Rappelons que le parc nucléaire a aujourd’hui (hors EPR) une durée moyenne de 27 ans ((calculée à partir de la date de mise en exploitation des centrales)) et que la production électrique française est de 510 TWh dont 80 % (410 TWh) d’origine nucléaire. ((Cela n’a pas toujours été le cas.

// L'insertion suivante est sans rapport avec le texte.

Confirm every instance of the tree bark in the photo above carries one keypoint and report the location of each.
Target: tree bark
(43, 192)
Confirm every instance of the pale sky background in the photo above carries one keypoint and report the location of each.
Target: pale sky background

En 1970 la production d’électricité française était de 140 TWh (soit 4 fois moins qu’aujourd’hui) dont 5 TWh de nucléaire; le complément à l’hydraulique était le fioul, le charbon et le gaz))
La part thermique à flammes de 60 TWH aujourd’hui est amenée à baisser par fermeture prévue et hautement souhaitable de centrales à charbon, pour passer en gros à 40 TWh en 2030. L’hydroélectrique (70 TWh) sera au mieux stable (car il pourrait être perturbé par le changement climatique).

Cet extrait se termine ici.